We drove out the the new place, about a half hour away. Each box was smoked a little before the lids were removed and reassembled in the new location. We had three hives of some really disoriented bees, but upon our return in a week, no one could tell. Very likely we had some drifting, but all three seemed to be functioning quite well.
My second method was on my own bees. Late in the afternoon, I moved the hive to a new location about ten feet from the original location. I moved each box separately, carrying it over by hand. In the original location, I placed a single brood box with the bottom securely stapled to the brood box. Going back to the original hive, I sorted through the frames of brood and filled the new single brood box with frames of only brood, no honey. I made sure the queen was on one of these frames.
After ten frames filled the single brood box, I topped it with screen top (8-mesh wire bound with wood), and used duct tape to secure it (and plug leaky cracks around the edge). Then I topped it with a normal, telescoping cover. Going back the original hive in the new location, I took frames of bees and shook them in front of the new single in the original location, then returned the frames to the old hive boxes. There were some frames of brood and the bees are reluctant to leave brood frames, hence the shaking.
As darkness descended, it was a mad house of bees flying around, some robbing activity, but by dark, the original hive bodies were mostly empty of bees, heavy with honey and some brood, and the bees jam-packed into the new single.
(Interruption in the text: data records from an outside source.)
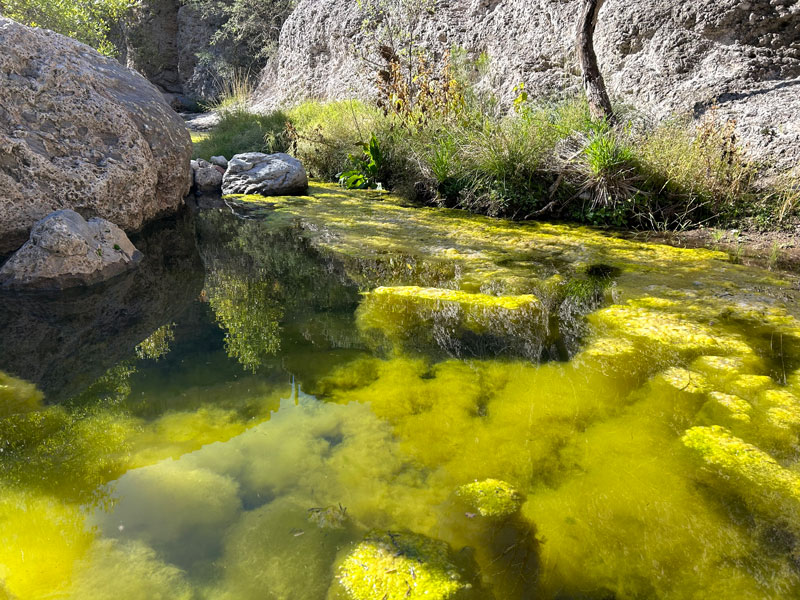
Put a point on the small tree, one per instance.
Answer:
(88, 21)
(593, 84)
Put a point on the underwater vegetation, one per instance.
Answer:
(396, 565)
(370, 401)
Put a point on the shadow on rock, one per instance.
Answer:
(63, 341)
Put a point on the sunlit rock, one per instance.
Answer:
(64, 251)
(176, 509)
(491, 498)
(726, 409)
(131, 570)
(275, 553)
(81, 131)
(398, 565)
(749, 472)
(264, 174)
(17, 395)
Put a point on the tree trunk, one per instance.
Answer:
(593, 84)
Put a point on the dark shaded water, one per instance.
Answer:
(292, 399)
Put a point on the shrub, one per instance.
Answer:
(323, 136)
(240, 130)
(698, 174)
(248, 32)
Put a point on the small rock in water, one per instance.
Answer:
(266, 174)
(207, 177)
(65, 251)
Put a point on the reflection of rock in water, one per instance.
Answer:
(64, 341)
(486, 517)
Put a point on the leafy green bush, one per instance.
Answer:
(700, 170)
(324, 135)
(366, 168)
(243, 131)
(88, 21)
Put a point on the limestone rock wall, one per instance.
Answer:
(81, 131)
(663, 56)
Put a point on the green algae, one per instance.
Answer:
(491, 498)
(413, 317)
(157, 345)
(220, 487)
(397, 565)
(748, 472)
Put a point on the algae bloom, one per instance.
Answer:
(398, 565)
(491, 498)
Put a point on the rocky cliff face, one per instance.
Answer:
(80, 131)
(169, 42)
(662, 56)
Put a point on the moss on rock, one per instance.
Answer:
(460, 323)
(492, 498)
(749, 472)
(398, 566)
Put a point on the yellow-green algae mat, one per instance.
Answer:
(659, 461)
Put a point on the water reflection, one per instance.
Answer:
(63, 342)
(289, 422)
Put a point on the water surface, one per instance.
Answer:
(286, 385)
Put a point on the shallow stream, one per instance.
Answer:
(339, 397)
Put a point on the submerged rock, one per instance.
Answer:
(207, 177)
(396, 566)
(458, 322)
(65, 251)
(78, 130)
(265, 174)
(492, 498)
(749, 472)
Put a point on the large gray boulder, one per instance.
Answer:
(265, 174)
(66, 251)
(79, 130)
(660, 56)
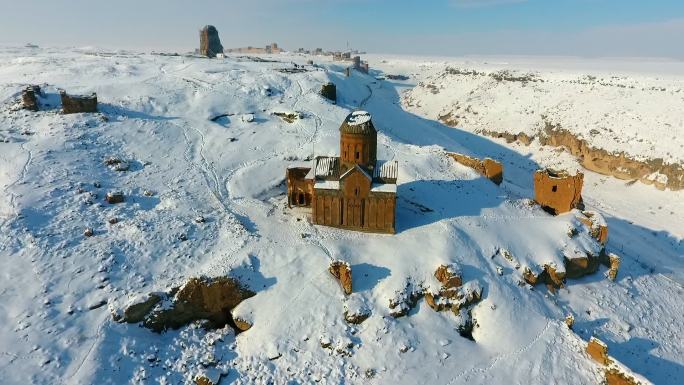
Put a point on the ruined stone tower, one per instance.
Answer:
(358, 142)
(210, 44)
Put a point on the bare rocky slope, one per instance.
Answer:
(629, 126)
(195, 152)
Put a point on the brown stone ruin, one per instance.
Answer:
(210, 44)
(209, 299)
(557, 191)
(614, 372)
(74, 104)
(329, 91)
(299, 189)
(487, 167)
(354, 191)
(28, 97)
(342, 273)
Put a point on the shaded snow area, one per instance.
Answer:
(204, 194)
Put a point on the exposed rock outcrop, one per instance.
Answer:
(241, 324)
(210, 44)
(487, 167)
(114, 197)
(342, 272)
(580, 266)
(557, 191)
(615, 372)
(28, 98)
(620, 165)
(549, 275)
(597, 225)
(74, 104)
(199, 299)
(449, 276)
(406, 299)
(598, 351)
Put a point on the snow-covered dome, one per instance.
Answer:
(358, 122)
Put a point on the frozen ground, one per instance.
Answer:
(621, 106)
(57, 286)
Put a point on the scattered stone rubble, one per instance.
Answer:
(575, 266)
(487, 167)
(342, 273)
(406, 299)
(355, 311)
(74, 104)
(289, 117)
(116, 164)
(557, 191)
(452, 294)
(597, 224)
(210, 299)
(329, 91)
(615, 373)
(114, 197)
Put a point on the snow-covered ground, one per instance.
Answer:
(58, 286)
(632, 107)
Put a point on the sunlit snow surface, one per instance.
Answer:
(231, 171)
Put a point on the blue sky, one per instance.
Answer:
(430, 27)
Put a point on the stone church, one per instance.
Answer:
(354, 191)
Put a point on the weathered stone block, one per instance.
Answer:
(557, 191)
(28, 98)
(74, 104)
(210, 44)
(342, 272)
(598, 351)
(489, 168)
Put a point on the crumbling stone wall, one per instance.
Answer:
(28, 98)
(489, 168)
(210, 44)
(74, 104)
(557, 191)
(199, 299)
(299, 189)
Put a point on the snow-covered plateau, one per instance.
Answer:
(199, 147)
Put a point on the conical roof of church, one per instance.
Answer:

By morning, after a relatively cool night, all the bees were inside the new single. I stuffed the opening with a paper towel, removed the cover to keep them from overheating, and moved the whole works to a new location.
At the new location, I pulled out the paper towel and gave the bees about six hours to reorient themselves before returning to the beeyard, removing the screen and adding the other boxes of brood and honey supers. They were a little testy, but most of the bees were flying which made the process fairly simple.
Both of these methods of moving bees got me away from the back-breaking work of handling heavy hives. You need no special equipment, though a wheel barrow/garden cart helps if the distance to the truck is lengthy. I've tried moving entire hives requiring hand carts, appliance dollies, straps, front end loaders, rope and sixteen able-bodied young men. And I've had the large hives "slip" just a little allowing angry bees to escape.
IMHO, I like my way better. You don't have to move the whole hive in its entirity.
Of course, you can always kill the bees, but you'll need to buy replacement packages.